Catatan
Akses ke halaman ini memerlukan otorisasi. Anda dapat mencoba masuk atau mengubah direktori.
Akses ke halaman ini memerlukan otorisasi. Anda dapat mencoba mengubah direktori.
If your workflow includes moving data to Azure Blob storage, make sure you are using an efficient strategy. You should create the cache, add the blob container as a storage target, and then copy your data using Azure HPC Cache.

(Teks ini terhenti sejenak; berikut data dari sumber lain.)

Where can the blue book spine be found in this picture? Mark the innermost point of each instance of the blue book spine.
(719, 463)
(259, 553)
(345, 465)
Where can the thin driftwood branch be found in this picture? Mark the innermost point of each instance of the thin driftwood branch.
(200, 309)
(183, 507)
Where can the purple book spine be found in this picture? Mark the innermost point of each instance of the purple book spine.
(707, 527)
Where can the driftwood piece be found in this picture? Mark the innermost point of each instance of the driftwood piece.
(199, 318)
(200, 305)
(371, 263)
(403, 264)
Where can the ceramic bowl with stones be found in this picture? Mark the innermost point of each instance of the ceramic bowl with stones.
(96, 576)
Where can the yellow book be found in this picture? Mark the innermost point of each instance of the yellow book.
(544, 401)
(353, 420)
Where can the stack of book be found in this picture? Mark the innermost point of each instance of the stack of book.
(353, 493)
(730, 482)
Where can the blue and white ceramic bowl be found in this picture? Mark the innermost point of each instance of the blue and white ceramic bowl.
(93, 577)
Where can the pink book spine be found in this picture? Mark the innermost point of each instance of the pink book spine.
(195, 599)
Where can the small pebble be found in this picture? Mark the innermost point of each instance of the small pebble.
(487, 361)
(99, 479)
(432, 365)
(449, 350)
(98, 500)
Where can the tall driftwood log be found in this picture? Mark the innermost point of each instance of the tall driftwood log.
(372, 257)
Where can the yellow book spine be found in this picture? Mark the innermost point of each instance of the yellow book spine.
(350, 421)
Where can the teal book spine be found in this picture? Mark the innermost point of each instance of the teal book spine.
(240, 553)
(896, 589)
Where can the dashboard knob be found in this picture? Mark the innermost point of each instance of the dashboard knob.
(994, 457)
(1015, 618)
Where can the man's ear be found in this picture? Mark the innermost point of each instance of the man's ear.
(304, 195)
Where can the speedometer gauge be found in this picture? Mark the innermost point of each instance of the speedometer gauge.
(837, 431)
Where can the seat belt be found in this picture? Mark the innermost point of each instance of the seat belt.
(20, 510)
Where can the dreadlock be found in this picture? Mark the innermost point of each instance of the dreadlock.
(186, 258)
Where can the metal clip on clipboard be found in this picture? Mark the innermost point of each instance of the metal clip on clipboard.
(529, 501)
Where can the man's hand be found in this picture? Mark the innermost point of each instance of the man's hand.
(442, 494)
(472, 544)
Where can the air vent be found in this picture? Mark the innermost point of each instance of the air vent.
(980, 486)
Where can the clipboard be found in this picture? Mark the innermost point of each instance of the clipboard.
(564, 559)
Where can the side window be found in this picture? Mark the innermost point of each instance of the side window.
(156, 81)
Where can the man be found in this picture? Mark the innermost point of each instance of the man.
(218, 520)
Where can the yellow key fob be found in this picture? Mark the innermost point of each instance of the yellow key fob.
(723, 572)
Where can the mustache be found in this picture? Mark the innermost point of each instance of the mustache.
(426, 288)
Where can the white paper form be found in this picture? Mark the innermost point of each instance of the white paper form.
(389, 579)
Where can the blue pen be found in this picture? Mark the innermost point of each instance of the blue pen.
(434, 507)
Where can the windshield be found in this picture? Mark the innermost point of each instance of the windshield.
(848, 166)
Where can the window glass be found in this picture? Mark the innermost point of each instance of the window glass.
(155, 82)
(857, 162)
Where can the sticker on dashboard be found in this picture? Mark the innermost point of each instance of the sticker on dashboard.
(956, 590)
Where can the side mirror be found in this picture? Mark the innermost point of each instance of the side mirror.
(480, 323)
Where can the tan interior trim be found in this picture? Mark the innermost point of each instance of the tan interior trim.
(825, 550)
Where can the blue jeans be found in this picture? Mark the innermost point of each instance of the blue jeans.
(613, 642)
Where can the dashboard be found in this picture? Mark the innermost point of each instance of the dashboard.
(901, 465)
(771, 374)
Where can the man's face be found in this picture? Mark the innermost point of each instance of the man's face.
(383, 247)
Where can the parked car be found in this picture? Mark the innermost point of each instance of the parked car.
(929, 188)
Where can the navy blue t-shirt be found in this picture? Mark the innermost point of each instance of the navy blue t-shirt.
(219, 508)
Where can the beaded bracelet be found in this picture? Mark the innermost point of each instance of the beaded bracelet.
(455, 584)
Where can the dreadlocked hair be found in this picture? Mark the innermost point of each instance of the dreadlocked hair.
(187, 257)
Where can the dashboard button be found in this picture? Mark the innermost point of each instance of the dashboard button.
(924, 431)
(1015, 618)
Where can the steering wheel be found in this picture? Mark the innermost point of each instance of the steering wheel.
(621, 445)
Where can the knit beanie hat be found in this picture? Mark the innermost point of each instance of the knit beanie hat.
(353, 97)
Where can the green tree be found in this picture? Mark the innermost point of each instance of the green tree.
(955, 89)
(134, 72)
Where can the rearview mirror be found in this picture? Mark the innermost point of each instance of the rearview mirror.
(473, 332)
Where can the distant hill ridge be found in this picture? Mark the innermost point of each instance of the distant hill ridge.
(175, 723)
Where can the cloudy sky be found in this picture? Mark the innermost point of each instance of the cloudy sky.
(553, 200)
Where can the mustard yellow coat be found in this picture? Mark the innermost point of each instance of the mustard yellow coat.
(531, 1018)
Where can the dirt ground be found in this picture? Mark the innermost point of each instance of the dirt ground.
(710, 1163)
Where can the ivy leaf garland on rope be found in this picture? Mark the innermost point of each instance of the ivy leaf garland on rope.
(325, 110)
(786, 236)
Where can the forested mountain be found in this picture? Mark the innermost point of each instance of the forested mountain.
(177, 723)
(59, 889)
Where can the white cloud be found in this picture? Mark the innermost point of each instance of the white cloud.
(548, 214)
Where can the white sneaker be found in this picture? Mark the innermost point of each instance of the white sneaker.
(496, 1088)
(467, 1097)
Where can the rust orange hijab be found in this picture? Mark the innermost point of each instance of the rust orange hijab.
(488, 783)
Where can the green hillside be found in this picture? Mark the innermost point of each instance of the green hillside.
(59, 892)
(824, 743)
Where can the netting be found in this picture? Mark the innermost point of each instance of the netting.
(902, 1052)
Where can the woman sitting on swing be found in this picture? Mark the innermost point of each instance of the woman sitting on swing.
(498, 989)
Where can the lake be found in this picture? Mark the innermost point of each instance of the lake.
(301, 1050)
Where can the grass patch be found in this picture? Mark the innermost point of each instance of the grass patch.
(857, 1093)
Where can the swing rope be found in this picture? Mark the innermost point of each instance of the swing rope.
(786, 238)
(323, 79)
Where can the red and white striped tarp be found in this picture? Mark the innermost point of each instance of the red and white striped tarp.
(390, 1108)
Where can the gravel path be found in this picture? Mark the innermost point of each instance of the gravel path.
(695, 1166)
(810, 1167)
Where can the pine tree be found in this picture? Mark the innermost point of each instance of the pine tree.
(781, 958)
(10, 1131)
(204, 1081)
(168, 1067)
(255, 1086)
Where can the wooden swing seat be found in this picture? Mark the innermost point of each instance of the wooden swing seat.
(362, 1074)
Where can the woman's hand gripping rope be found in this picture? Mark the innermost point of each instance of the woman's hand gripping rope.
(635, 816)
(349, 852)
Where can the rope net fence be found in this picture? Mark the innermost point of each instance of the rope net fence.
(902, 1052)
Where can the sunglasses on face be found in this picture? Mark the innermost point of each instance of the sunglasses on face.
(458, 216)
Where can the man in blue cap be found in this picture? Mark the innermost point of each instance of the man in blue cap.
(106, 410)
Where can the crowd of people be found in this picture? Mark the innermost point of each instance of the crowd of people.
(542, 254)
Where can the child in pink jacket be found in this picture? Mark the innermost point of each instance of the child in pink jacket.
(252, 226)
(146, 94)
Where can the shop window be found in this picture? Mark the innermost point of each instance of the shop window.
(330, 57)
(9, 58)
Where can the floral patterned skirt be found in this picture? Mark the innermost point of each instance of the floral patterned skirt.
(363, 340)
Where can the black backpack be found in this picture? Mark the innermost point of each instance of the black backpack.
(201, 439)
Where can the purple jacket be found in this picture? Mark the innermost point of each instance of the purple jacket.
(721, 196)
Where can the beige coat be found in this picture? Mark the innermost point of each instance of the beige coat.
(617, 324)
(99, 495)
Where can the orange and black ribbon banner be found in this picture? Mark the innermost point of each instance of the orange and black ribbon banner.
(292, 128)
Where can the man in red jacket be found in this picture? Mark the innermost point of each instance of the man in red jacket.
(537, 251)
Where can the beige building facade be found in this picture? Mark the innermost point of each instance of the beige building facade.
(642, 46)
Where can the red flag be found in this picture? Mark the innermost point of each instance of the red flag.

This article explains the best ways to move data to blob storage for use with Azure HPC Cache.
Petunjuk / Saran
This article does not apply to NFS-mounted blob storage (ADLS-NFS storage targets). You can use any NFS-based method to populate an ADLS-NFS blob container before or after adding it to the HPC Cache. Read Pre-load data with NFS protocol to learn more.
Keep these facts in mind:
Azure HPC Cache uses a specialized storage format to organize data in blob storage. This is why a blob storage target must either be a new, empty container, or a blob container that was previously used for Azure HPC Cache data.
Copying data through the Azure HPC Cache to a back-end storage target is more efficient when you use multiple clients and parallel operations. A simple copy command from one client will move data slowly.
The strategies outlined in this article work for populating an empty blob container or for adding files to a previously used storage target.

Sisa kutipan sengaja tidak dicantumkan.